There's surely more, but those are the most prominent of my own memories of our Dark Conspiracy play. Maybe with proper cues, I could dredge up (or construct) some more.

Rich

ryanmrich

How can I compare with the 53 pg biopic from this guy.

First things first. The unnamed gamer friend Rich had played D&D and Marvel (Which is another story- like Vampire, to be discussed later.) is J N right.? I had great memories of Mr. N and Ben still sees him semi frequently. We played Marvel, Shadowrun, D&D, StreetFighter and a few other games with him, he abhored Vampire and me thinks that is why we in part started with Dark Conspiracy. (good seque to the game?)

Our future selves came from Marvel West Coast Avengers like he sed but I think this vampire snippet was more a source. "I am Legend" molded ourselves as characters. I just looked into the Vampire Storytellers Handbook 1st edition at the self as characters rules or adventure(what ever that 1 page character creation thingee is called.) None of us playing had any military promises so stretching was needed. We lasted maybe 4 days in game time. If I remember Rob (Rich's bro) never did die, but was 'retired'. Someone did fall down an elevator or stairs and died, don't know who that was exactly. Maybe a disembowlment by some demon-dog. Theme lighting and lightning helped alot to set our moods in the world. Being where our characters were and seeing in life what they 'saw' really solidified our focus on the game. I wanna say something with Fire in the title by Metallica was playing as Greg's familys home burned to the ground in the game. (gaming mood music represented here on The forge?) I suppose that fudging rules for playability was done but I don't have Dark Conspiracy and didn't read the whole book anyhow so I couldn't say whether I knew we were fudging or not. Rich as were most of us into 'gothy' music, Skinny Puppy, Danzig and any album with a black or real dark cover probably passed thru our hands when playing in the demonic future. Filter's "Hey Man, Nice Shot" seems to come to mind, even if it never got played. Rich mentioned something about having more characters around to fill in when we were killed, bet I had 4 at one time. I think lots of gamers have piles of crap characters used and unused, maps piled 4 feet high that we only looked at 1 time. Anyone have a room full of the stuff (I bet Rich still does.) Always a dim light on the desk, main lights turned off, music going. Even creepy flashlight effects on Rich's face come to mind.

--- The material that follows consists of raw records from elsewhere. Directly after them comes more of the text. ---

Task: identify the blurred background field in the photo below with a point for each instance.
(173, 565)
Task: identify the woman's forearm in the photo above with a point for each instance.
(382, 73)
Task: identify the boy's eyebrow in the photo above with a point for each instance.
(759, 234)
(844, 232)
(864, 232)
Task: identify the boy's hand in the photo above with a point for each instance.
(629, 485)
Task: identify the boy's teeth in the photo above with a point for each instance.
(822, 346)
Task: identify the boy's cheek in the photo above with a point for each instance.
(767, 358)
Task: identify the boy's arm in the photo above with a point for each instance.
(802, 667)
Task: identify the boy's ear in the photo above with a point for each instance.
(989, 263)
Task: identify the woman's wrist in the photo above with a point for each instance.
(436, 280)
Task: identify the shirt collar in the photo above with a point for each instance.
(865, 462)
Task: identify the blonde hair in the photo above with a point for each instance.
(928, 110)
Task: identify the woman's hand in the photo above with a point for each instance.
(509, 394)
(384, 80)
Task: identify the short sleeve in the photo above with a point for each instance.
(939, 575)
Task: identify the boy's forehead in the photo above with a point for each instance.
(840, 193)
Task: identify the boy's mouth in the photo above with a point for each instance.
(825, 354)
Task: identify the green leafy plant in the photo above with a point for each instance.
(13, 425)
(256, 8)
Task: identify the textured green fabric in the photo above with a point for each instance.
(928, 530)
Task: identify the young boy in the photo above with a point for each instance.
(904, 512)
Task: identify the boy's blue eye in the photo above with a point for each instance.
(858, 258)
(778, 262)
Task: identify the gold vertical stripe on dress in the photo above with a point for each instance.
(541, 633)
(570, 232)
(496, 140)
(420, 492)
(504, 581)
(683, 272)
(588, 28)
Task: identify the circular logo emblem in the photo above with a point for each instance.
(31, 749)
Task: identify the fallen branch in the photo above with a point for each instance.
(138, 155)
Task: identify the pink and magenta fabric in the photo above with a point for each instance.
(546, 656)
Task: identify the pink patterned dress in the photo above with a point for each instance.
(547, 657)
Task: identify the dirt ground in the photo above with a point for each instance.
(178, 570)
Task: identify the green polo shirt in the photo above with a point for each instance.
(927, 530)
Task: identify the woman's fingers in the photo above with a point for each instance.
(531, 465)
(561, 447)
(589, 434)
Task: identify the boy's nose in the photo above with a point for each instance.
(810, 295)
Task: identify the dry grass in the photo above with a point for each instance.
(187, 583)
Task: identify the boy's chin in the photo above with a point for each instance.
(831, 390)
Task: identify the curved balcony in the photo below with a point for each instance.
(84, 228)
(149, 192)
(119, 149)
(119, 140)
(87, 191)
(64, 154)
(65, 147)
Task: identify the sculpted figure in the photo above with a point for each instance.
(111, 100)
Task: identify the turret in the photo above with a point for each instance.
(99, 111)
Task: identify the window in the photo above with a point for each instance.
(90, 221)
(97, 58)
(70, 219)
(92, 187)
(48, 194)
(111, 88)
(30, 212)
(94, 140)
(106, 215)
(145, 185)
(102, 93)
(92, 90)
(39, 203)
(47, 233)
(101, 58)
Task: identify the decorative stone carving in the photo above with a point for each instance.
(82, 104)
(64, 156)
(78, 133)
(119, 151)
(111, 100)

The fumbling with A&W Cream soda with marachino cherries was a great cover for this genius GM thinking up ideas on the spot, they all duped me. I never would have had a clue to his having to get up and go across the room to turn the overhead light off and his desk lamp on being a stall for time and a lightbulb to go on if he hadn't just told me.

Being big into conspiracy theories anyway really put my mind to work on coming up with my own theories. What if ...?

Unfortunately we never played the afore mentioned MegaTraveller we became friends on account of. Wish we had... (the next post)

I don't think that GDW's system had a name other than GDW's "House" system. I think Shadowrun was our first game. And I need more sleep before I give Rich more clues to our actual gaming.